Susan Winn’s family history of ovarian and breast cancer can be traced back to the 1860s. Susan’s adult daughters, Kathryn, Bridget and Maureen, were recently interviewed with CURE® (Cancer Updates Research and Education).
They explained that after their mother was found positive for the BRCA mutation, she decided to delve deeper into their lineage with the help of Dr. Henry Lynch of Creighton University.
Dr. Lynch studied the history of seven families including Susan’s, and was able to isolate the BRCA mutation.
After learning of her family’s extensive history relative to ovarian cancer and BRCA, Susan encouraged each of her daughters to undergo tests for BRCA. Two daughters, Bridget and Maureen, tested positive.
And Then the Treatment
Maureen told Cure that she met her husband before her BRCA-positive diagnosis. When the disease was discovered and Maureen had her surgery he was very supportive. Her husband has a chronic disease and they both understand that life is short. They both strive to avoid dwelling on the negative things in life.
Maureen said that the three sisters feel fortunate that they were included in Dr. Lynch’s study. By doing so, they became aware of the risks that their family faces. She understands that her grandparents did not have the same advantage.
Bridget described her own experience of having met her husband after her BRCA diagnosis and subsequent mastectomy. Bridget’s husband was “amazingly supportive” during the entire procedure and recovery.
Although Kathryn is BRCA-negative, she is extremely supportive of both her sisters. Kathryn explains that she has learned to take her health seriously and advocates visiting the doctor for anything that looks or feels suspicious.

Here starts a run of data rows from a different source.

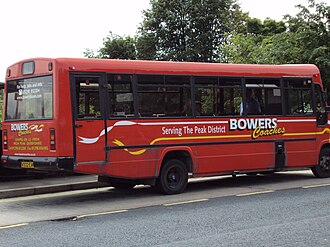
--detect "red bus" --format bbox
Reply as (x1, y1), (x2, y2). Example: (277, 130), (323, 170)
(2, 58), (330, 194)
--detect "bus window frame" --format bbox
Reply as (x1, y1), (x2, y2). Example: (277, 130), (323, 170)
(2, 73), (55, 122)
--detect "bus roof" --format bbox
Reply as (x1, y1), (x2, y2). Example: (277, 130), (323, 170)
(8, 58), (321, 81)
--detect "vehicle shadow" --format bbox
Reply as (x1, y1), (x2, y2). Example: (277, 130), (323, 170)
(27, 172), (316, 205)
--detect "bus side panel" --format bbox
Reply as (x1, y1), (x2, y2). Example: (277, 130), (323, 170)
(195, 142), (275, 174)
(100, 149), (158, 179)
(54, 69), (74, 157)
(281, 117), (317, 167)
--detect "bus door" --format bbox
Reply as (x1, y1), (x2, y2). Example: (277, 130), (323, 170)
(71, 73), (107, 166)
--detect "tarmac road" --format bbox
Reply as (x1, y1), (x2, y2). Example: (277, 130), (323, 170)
(0, 181), (330, 247)
(0, 171), (330, 227)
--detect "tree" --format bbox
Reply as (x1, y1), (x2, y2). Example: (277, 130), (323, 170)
(224, 0), (330, 86)
(137, 0), (242, 62)
(84, 32), (137, 60)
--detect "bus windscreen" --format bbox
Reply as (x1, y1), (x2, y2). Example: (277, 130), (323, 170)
(5, 75), (53, 120)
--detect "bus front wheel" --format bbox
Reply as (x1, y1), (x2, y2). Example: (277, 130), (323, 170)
(312, 148), (330, 178)
(156, 159), (188, 195)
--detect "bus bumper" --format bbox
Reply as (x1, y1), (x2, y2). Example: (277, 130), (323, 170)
(1, 155), (73, 171)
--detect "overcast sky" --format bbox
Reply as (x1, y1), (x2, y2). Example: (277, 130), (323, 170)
(0, 0), (330, 81)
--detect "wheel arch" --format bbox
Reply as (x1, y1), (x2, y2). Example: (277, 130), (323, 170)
(157, 146), (194, 176)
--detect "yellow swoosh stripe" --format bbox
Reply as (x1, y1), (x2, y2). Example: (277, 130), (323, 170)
(112, 128), (330, 155)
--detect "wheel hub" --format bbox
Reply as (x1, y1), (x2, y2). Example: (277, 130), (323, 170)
(320, 156), (330, 171)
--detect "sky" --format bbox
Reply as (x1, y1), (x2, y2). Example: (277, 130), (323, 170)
(0, 0), (330, 82)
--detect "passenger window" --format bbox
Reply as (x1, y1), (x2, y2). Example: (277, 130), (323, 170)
(284, 79), (314, 115)
(138, 75), (192, 117)
(315, 84), (328, 125)
(195, 77), (242, 116)
(76, 77), (101, 119)
(245, 79), (282, 115)
(108, 74), (134, 118)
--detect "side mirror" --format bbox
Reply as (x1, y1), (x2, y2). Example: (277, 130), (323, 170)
(325, 106), (330, 112)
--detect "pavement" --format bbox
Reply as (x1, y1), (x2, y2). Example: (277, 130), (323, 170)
(0, 175), (109, 199)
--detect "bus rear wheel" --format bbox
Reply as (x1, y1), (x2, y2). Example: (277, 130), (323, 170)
(156, 159), (188, 195)
(312, 148), (330, 178)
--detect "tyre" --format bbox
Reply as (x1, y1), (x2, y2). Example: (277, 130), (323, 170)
(111, 182), (135, 190)
(312, 148), (330, 178)
(156, 159), (188, 195)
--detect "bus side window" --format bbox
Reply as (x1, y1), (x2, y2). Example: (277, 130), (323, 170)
(284, 79), (314, 115)
(76, 78), (101, 119)
(138, 75), (192, 117)
(108, 74), (134, 118)
(315, 84), (327, 125)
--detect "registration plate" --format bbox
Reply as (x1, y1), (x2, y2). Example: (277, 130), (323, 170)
(21, 161), (34, 169)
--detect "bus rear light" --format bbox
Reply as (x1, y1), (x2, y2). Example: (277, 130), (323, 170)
(3, 130), (8, 150)
(48, 62), (53, 71)
(50, 129), (56, 150)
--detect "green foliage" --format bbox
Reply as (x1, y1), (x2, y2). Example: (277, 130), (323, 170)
(223, 0), (330, 87)
(138, 0), (242, 62)
(84, 32), (137, 60)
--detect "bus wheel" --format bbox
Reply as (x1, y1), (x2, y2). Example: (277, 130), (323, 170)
(111, 182), (135, 190)
(312, 148), (330, 178)
(156, 159), (188, 195)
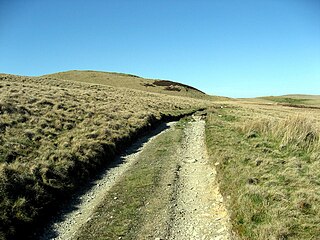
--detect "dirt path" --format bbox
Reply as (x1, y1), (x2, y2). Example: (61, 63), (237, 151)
(40, 117), (232, 240)
(169, 117), (231, 240)
(36, 122), (174, 240)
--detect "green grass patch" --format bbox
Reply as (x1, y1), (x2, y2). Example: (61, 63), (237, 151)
(76, 120), (186, 240)
(0, 75), (207, 239)
(206, 108), (320, 240)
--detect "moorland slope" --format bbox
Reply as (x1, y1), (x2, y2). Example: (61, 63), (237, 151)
(0, 74), (208, 239)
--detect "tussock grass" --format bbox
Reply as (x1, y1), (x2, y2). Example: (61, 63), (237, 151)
(240, 115), (320, 152)
(206, 106), (320, 240)
(0, 75), (206, 239)
(42, 70), (226, 100)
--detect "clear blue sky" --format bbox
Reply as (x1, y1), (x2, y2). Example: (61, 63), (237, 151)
(0, 0), (320, 97)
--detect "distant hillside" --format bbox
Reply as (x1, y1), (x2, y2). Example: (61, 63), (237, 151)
(41, 70), (212, 99)
(0, 72), (211, 240)
(258, 94), (320, 107)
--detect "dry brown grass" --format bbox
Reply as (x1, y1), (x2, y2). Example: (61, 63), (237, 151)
(0, 75), (207, 239)
(43, 70), (225, 100)
(206, 102), (320, 240)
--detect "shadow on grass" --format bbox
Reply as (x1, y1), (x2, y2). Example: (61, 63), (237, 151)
(32, 122), (173, 240)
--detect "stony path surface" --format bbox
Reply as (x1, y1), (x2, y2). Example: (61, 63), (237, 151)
(169, 117), (231, 240)
(35, 122), (174, 240)
(37, 116), (233, 240)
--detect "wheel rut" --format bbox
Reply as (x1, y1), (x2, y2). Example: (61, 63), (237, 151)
(168, 117), (231, 240)
(35, 116), (234, 240)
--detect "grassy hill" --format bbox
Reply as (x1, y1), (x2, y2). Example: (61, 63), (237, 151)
(260, 94), (320, 107)
(42, 70), (218, 99)
(0, 71), (208, 239)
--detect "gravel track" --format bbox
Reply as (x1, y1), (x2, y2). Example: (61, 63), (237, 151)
(35, 122), (174, 240)
(37, 116), (233, 240)
(169, 117), (232, 240)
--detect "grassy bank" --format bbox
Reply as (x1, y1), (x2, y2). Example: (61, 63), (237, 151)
(0, 75), (205, 239)
(75, 117), (188, 240)
(206, 106), (320, 240)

Kathryn said that now that she and her friends are in their forties, they are starting to get mammograms. Her advice to women is to delve into family history to find out how many family members have or had breast cancer. This will give them some indication of their potential risk of getting the disease.
Sharing Their Story
Their mother, Susan, wrote a book years ago entitled “Chemo & Lunch.” The three daughters felt it was their turn to share their story with their own book entitled “Nipples Optional.” They decided on the title based on the options patients are given before a mastectomy which is that the nipples are optional.
When asked by CURE how they intend to speak to their children about the disease, Bridget was the first to answer. She said that her daughter is eight years old and the subject is often part of everyday conversation.
Bridget explains to her daughter how and why her body is the way it is. She does not dwell on the risk factors but feels this type of general family conversations will ensure that her son and daughter will not be subject to a lot of surprises when they are adults.
Maureen was the next sister to respond. She said that her children understand as much as possible for their age. Maureen said that it is very different to think of the disease with regard to her children and she is terrified at the notion.
Kathryn said that she has one biological son and one who was adopted. Kathryn intends to have her biological son undergo genetic testing. She admits that she would not have even thought about it prior to the study. Kathryn said that she believes that genetic testing will be a major part of their lives so the family does discuss it quite often.
About BRCA (Breast Cancer Susceptibility Gene)
The average woman may have one chance in eight in their lifetime to develop breast cancer. But the risk is boosted to four in every five chances (at an early age) for women who test BRCA positive.
It is this message that the three sisters promote in their book.
And Finally About Their Book
The sisters took turns discussing portions of their new book. Maureen explained that they have always discussed the possibility of documenting their experiences for their family, friends, and children so that they will have a better understanding of what the sisters have experienced over the past twenty years.
Maureen said that their book described Kathryn’s struggling with infertility for ten years and Bridget’s positive BRCA diagnosis as well as her own. Maureen said that in later years she experienced extreme bouts of anxiety.
The book covers their preventive measures and important issues concerning women’s health.
Bridget’s final advice in the book is for women to talk to their doctors and ask for genetic testing. She admits that being in a high-risk category may be intimidating, but testing can save lives.
Maureen adds that women should be vocal and pro-active concerning their health.